Nix

  • Main categories of the deployment issues:
    • Environment Issues.
      • S/w makes demand on the enviroment it is to run(components, configs, mods)
      • Existence of dependencies.
      • What are type checked interfaces??
      • Non-s/w artifacts.
      • Hardware specifications
      • Distribution Issue
    • Manageability Issues.
      • Various Tasks(packaging,transferring,installing,upgrading,uninstalling)
      • Understand "Bit rot".

Package Management

  • modern Unix components have fine-grained reuse often having dozens of dependencies on other components.
  • RPM Redhat Package Manager: low-level deployment tool.
  • A software component is deployed by packaging it into an RPM package (or simply RPM), which is an archive file that consists of the files that constitute the component, and some meta-information about the package. This includes a specification of the dependencies of the package, scripts to be run at various points in the install and uninstall process, and administrative information such as the originator of the package.

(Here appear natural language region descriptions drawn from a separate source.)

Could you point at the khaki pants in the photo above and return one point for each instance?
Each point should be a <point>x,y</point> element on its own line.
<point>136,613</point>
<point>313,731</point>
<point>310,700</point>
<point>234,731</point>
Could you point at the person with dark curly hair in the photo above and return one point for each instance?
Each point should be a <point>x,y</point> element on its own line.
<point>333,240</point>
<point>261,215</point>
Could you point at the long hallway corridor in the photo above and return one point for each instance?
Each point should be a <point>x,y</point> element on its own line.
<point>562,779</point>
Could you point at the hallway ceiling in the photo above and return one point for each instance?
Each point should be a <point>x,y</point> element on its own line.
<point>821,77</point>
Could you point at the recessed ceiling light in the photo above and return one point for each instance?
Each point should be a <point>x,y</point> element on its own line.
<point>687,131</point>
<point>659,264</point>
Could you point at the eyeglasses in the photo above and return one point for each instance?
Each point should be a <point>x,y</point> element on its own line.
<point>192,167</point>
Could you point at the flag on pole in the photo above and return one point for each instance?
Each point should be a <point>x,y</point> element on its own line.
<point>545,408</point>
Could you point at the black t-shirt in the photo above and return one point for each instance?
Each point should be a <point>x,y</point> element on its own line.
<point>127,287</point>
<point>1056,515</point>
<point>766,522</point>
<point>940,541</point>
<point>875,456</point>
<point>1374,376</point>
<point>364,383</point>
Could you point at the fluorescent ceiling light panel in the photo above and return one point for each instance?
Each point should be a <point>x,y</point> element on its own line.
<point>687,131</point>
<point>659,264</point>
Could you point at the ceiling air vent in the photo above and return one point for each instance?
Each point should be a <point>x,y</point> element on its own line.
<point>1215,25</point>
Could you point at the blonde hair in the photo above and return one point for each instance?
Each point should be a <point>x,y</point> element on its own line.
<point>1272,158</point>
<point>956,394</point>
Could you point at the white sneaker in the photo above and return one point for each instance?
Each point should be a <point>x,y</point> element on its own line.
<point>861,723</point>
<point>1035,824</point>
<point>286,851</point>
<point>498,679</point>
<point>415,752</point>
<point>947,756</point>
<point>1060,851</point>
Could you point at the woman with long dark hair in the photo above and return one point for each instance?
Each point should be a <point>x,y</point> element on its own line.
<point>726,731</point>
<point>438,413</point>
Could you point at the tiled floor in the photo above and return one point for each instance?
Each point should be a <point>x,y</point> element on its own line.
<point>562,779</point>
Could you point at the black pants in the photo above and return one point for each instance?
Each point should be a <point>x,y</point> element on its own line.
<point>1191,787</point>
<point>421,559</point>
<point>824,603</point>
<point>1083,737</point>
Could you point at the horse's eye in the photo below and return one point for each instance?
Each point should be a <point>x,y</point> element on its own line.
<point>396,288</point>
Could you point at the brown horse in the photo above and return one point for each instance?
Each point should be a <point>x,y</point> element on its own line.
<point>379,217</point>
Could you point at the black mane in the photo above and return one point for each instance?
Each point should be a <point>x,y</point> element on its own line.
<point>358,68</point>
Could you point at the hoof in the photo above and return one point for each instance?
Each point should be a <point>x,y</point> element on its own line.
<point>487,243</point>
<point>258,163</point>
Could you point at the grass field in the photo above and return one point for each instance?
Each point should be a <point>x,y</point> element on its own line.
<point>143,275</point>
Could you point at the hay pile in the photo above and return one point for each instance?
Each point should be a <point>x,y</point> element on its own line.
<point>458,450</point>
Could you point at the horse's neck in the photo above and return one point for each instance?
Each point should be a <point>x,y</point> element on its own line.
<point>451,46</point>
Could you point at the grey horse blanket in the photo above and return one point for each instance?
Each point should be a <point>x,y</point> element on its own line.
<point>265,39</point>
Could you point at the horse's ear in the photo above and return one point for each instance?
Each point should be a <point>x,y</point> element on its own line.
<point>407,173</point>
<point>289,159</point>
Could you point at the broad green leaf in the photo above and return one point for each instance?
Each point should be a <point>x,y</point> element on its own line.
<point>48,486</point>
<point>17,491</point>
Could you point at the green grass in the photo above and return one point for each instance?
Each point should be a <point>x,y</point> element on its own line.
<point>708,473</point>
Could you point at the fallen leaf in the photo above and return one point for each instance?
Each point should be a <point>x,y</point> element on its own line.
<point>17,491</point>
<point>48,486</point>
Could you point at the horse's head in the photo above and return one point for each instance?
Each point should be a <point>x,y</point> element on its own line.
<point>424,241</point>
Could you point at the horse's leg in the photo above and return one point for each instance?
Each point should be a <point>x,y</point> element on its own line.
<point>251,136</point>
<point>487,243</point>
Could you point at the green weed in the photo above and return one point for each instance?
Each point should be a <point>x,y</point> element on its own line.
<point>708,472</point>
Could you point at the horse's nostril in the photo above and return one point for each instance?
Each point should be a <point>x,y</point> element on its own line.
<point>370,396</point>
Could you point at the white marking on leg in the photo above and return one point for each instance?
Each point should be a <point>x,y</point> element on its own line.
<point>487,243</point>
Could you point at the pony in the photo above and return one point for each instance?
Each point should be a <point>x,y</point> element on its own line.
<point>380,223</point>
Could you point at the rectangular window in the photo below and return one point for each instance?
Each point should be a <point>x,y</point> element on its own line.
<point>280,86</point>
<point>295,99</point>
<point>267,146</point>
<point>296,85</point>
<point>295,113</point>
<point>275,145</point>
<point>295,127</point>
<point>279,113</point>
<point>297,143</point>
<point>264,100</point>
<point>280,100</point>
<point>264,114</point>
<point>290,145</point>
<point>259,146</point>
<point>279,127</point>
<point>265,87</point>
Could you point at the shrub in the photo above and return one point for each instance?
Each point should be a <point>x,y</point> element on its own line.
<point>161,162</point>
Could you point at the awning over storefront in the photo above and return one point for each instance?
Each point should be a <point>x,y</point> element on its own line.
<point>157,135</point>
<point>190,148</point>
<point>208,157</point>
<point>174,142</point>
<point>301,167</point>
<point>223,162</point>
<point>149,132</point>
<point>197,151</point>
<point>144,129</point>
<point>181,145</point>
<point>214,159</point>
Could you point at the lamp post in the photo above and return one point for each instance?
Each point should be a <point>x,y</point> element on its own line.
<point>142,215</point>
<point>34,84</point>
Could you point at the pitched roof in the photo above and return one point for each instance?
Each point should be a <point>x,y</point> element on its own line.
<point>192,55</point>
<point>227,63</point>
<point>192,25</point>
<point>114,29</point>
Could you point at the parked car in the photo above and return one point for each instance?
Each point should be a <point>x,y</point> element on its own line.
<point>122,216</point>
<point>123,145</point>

RPMs are built from spec files.
  • A problem with package management systems is that they can not reliably determine the correctness of dependency specifications.
  • Destructive Upgrading vs Dependency hell.
  • High-level deployment tools provide automatic fetching of packages.
  • Source deployment vs Binary deployment.
  • Windows and Mac use monolithic deployment which often lead to more resource consumption.

Nix deployment system

  • Main idea: store s/w components in isolation from each other in a central component store, under path names that contain cryptographic hashes of all inputs involved in building the component.
  • This prevents undeclared dependencies and enables support for side-by-side existence of component versions and variants.
  • Isolation between components prevents interference.

Nix Overview

Nix Store

  • Component refers to the basic unit of deployment, set of files that implement some arbitrary functionality through an interface.
  • To Nix this is just a set of files in a file system.
  • All this live in the Nix store(component store)
  • Each component is stored in isolation, no two components have the same file name in the store.
  • Naming convention is what gives Nix the ability to prevent undeclared dependencies and component interference. It is a representation of the cryptographic hash of all inputs involved in building the component.
  • Collission resistant, 32 characters long store path.
  • Inputs include: sources of the components, script that performed the build, any arguments or env vars passed to the build, build time dependencies(compiler, linker, libraries, std unix tools)
  • Hashes allow for complete identification of dependecies and prevention of interference.
  • Any slight change will be reflected in the hash.